The company managing the laboratory constructing of the new Radiological Laboratory and Utility Office Building in New Mexico, Los Alamos National Security (LANS), is cutting 600 jobs during a period of record-breaking $83.7 million in profits. The reports found that LANS was deficient in their management of the $312 million project, which was supposed to be fully operational in 2011 and is now running behind schedule.

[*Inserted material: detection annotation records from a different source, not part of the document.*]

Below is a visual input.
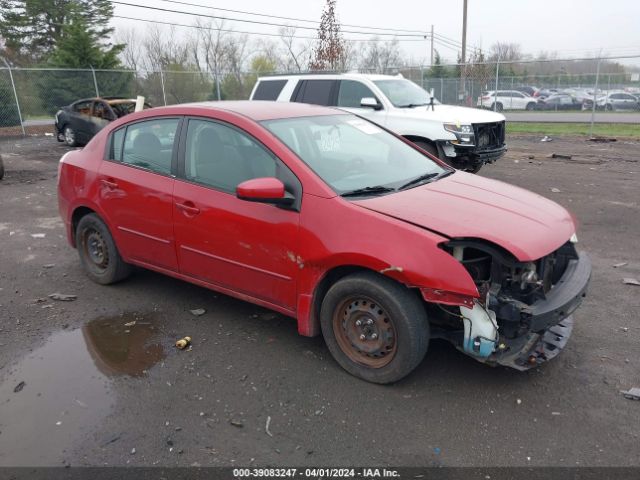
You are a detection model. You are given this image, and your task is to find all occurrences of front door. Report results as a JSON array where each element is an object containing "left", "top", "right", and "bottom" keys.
[
  {"left": 173, "top": 119, "right": 301, "bottom": 310},
  {"left": 98, "top": 118, "right": 181, "bottom": 271}
]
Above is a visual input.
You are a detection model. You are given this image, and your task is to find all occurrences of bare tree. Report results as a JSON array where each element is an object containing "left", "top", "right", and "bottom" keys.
[{"left": 309, "top": 0, "right": 345, "bottom": 70}]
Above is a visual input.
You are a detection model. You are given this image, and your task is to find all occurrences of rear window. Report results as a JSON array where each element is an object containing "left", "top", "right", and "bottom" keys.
[
  {"left": 291, "top": 80, "right": 338, "bottom": 106},
  {"left": 252, "top": 80, "right": 287, "bottom": 100}
]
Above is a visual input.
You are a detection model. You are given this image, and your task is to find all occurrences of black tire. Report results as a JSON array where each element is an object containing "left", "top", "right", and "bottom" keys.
[
  {"left": 76, "top": 213, "right": 132, "bottom": 285},
  {"left": 320, "top": 272, "right": 430, "bottom": 384},
  {"left": 62, "top": 125, "right": 78, "bottom": 147}
]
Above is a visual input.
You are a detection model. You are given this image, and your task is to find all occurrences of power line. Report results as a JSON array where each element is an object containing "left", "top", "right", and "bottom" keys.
[
  {"left": 111, "top": 0, "right": 426, "bottom": 39},
  {"left": 113, "top": 15, "right": 430, "bottom": 42},
  {"left": 152, "top": 0, "right": 425, "bottom": 35}
]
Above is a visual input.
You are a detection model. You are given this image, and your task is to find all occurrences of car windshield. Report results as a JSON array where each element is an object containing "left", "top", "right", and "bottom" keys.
[
  {"left": 261, "top": 115, "right": 449, "bottom": 196},
  {"left": 373, "top": 78, "right": 440, "bottom": 108}
]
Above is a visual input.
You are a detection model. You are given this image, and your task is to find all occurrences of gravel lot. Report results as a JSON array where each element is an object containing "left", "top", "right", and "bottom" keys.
[{"left": 0, "top": 133, "right": 640, "bottom": 466}]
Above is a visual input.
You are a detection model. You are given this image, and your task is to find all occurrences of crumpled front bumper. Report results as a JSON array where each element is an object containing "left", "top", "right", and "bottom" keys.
[{"left": 487, "top": 252, "right": 591, "bottom": 370}]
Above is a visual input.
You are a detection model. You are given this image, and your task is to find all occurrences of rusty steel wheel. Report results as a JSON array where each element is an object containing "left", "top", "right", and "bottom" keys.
[
  {"left": 76, "top": 213, "right": 131, "bottom": 285},
  {"left": 333, "top": 297, "right": 397, "bottom": 368},
  {"left": 320, "top": 271, "right": 429, "bottom": 383}
]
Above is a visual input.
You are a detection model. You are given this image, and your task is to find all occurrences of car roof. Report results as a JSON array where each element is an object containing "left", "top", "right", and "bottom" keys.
[
  {"left": 153, "top": 100, "right": 348, "bottom": 121},
  {"left": 258, "top": 72, "right": 405, "bottom": 81}
]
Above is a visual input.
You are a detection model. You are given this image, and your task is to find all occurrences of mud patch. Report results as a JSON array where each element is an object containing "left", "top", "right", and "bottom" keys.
[{"left": 0, "top": 313, "right": 164, "bottom": 466}]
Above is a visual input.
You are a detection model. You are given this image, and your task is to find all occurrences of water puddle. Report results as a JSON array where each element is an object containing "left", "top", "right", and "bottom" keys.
[{"left": 0, "top": 314, "right": 164, "bottom": 466}]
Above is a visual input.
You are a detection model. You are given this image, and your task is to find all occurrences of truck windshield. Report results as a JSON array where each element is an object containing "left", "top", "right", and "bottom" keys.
[
  {"left": 261, "top": 115, "right": 448, "bottom": 196},
  {"left": 373, "top": 78, "right": 440, "bottom": 108}
]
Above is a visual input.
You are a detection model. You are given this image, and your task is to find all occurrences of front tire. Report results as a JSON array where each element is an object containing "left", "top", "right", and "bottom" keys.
[
  {"left": 320, "top": 272, "right": 430, "bottom": 384},
  {"left": 62, "top": 125, "right": 78, "bottom": 147},
  {"left": 76, "top": 213, "right": 131, "bottom": 285}
]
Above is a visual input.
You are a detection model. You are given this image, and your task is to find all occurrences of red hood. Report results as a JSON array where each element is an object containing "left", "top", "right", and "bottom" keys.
[{"left": 354, "top": 172, "right": 576, "bottom": 261}]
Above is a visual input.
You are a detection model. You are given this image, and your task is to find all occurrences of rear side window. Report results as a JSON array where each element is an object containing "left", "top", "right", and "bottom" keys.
[
  {"left": 253, "top": 80, "right": 287, "bottom": 100},
  {"left": 121, "top": 118, "right": 180, "bottom": 175},
  {"left": 291, "top": 80, "right": 338, "bottom": 106},
  {"left": 338, "top": 80, "right": 377, "bottom": 108}
]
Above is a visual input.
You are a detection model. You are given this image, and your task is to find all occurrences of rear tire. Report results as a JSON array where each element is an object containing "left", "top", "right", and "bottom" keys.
[
  {"left": 320, "top": 272, "right": 430, "bottom": 384},
  {"left": 76, "top": 213, "right": 132, "bottom": 285}
]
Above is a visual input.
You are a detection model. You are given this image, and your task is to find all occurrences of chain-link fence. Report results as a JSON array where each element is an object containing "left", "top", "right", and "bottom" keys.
[{"left": 0, "top": 56, "right": 640, "bottom": 134}]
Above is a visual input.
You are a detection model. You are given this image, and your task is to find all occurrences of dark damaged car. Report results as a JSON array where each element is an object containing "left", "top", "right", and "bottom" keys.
[{"left": 55, "top": 97, "right": 151, "bottom": 147}]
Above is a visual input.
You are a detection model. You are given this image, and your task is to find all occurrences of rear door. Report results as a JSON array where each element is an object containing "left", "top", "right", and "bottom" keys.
[
  {"left": 173, "top": 118, "right": 302, "bottom": 310},
  {"left": 98, "top": 117, "right": 182, "bottom": 271}
]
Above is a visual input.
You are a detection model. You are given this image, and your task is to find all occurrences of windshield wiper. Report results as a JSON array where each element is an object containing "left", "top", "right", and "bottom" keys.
[
  {"left": 398, "top": 103, "right": 429, "bottom": 108},
  {"left": 340, "top": 185, "right": 395, "bottom": 197},
  {"left": 398, "top": 171, "right": 448, "bottom": 190}
]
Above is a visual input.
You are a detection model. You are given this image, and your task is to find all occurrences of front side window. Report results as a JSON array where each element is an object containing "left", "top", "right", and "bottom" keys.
[
  {"left": 262, "top": 115, "right": 446, "bottom": 195},
  {"left": 338, "top": 80, "right": 377, "bottom": 108},
  {"left": 184, "top": 119, "right": 278, "bottom": 193},
  {"left": 120, "top": 118, "right": 180, "bottom": 175},
  {"left": 373, "top": 78, "right": 440, "bottom": 108}
]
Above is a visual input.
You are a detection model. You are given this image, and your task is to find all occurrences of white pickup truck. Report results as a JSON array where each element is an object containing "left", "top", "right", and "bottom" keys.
[{"left": 250, "top": 73, "right": 507, "bottom": 172}]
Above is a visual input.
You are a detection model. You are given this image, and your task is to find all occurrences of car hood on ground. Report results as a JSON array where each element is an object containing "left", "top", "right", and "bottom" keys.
[
  {"left": 393, "top": 104, "right": 508, "bottom": 124},
  {"left": 353, "top": 172, "right": 576, "bottom": 261}
]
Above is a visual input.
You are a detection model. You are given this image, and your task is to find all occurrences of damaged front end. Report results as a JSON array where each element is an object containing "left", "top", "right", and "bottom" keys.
[{"left": 423, "top": 236, "right": 591, "bottom": 370}]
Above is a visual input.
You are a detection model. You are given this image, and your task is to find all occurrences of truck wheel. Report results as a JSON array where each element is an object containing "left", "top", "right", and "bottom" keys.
[
  {"left": 76, "top": 213, "right": 131, "bottom": 285},
  {"left": 62, "top": 125, "right": 78, "bottom": 147},
  {"left": 320, "top": 272, "right": 429, "bottom": 383}
]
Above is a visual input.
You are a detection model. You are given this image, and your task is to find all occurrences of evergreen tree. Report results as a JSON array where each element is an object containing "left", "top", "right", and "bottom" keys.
[
  {"left": 0, "top": 0, "right": 113, "bottom": 64},
  {"left": 309, "top": 0, "right": 347, "bottom": 70}
]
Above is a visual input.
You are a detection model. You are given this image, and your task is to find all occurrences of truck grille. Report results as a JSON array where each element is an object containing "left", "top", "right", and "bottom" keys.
[{"left": 473, "top": 121, "right": 505, "bottom": 150}]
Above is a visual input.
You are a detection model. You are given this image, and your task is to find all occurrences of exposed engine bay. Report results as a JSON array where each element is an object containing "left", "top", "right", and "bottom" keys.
[{"left": 429, "top": 236, "right": 591, "bottom": 370}]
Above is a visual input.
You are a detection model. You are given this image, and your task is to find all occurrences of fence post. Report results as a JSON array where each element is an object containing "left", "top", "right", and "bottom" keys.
[
  {"left": 493, "top": 58, "right": 500, "bottom": 112},
  {"left": 589, "top": 57, "right": 606, "bottom": 137},
  {"left": 89, "top": 65, "right": 100, "bottom": 97},
  {"left": 160, "top": 69, "right": 167, "bottom": 107},
  {"left": 2, "top": 57, "right": 27, "bottom": 137}
]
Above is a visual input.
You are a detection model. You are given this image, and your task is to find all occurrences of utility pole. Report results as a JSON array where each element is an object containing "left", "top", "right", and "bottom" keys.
[
  {"left": 431, "top": 25, "right": 433, "bottom": 67},
  {"left": 460, "top": 0, "right": 467, "bottom": 100}
]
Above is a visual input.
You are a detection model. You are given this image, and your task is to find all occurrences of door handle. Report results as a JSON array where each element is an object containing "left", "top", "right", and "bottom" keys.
[
  {"left": 176, "top": 201, "right": 200, "bottom": 217},
  {"left": 100, "top": 178, "right": 118, "bottom": 189}
]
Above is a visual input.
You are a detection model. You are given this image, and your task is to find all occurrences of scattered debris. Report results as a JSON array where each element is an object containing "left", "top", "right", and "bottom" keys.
[
  {"left": 620, "top": 387, "right": 640, "bottom": 400},
  {"left": 49, "top": 293, "right": 78, "bottom": 302},
  {"left": 264, "top": 416, "right": 273, "bottom": 437},
  {"left": 547, "top": 153, "right": 571, "bottom": 160},
  {"left": 176, "top": 337, "right": 191, "bottom": 350}
]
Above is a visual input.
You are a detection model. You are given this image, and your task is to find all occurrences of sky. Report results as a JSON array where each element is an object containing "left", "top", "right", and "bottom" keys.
[{"left": 113, "top": 0, "right": 640, "bottom": 65}]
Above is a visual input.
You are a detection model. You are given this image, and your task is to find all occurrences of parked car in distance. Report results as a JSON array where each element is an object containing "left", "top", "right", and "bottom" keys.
[
  {"left": 536, "top": 93, "right": 582, "bottom": 110},
  {"left": 583, "top": 91, "right": 640, "bottom": 111},
  {"left": 477, "top": 90, "right": 536, "bottom": 112},
  {"left": 250, "top": 74, "right": 507, "bottom": 173},
  {"left": 513, "top": 85, "right": 539, "bottom": 97},
  {"left": 55, "top": 97, "right": 151, "bottom": 147},
  {"left": 58, "top": 101, "right": 591, "bottom": 383}
]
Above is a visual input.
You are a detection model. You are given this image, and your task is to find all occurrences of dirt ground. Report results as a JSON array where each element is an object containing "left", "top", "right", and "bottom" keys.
[{"left": 0, "top": 136, "right": 640, "bottom": 466}]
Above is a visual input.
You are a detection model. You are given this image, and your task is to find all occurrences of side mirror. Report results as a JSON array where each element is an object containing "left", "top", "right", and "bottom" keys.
[
  {"left": 236, "top": 177, "right": 295, "bottom": 205},
  {"left": 360, "top": 97, "right": 382, "bottom": 110}
]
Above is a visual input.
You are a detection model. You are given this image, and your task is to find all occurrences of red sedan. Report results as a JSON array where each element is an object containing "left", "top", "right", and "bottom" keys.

At another site, this one California, the contractor managing construction at the Lawrence Livermore Lab is failing to produce promised results in its National Ignition Facility Campaign, a $7 billion project whose goal of “nuclear ignition” is years behind schedule. In Tennessee, a plan for site readiness and a safety inspection at the Y-12 site were deemed unacceptable. Honeywell, the contractor responsible for the construction of a new Kansas City Plant, has chosen to ignore EPA recommendations and has left heavily contaminated water at the old plant creating health risk for plant workers.
These reports, which initially were public, were then removed from open access by the NNSA in 2009. This raises fundamental questions of accountability and public disclosure. The estimated $54 billion spent on nuclear weapons and related programs by the US each year is already catastrophically high. But where is that money actually going? If contractors are being awarded large profits at the same time they are failing to meet their basic milestones, what confidence can we have that other national nuclear programs are well-managed? We would not stand for such inefficiency and failure to perform in other institutions, why allow it to happen in the nuclear weapons arena?
The public disclosure of these innefficiencies makes it difficult for proponents of nuclear spending to justify their position without answering these questions.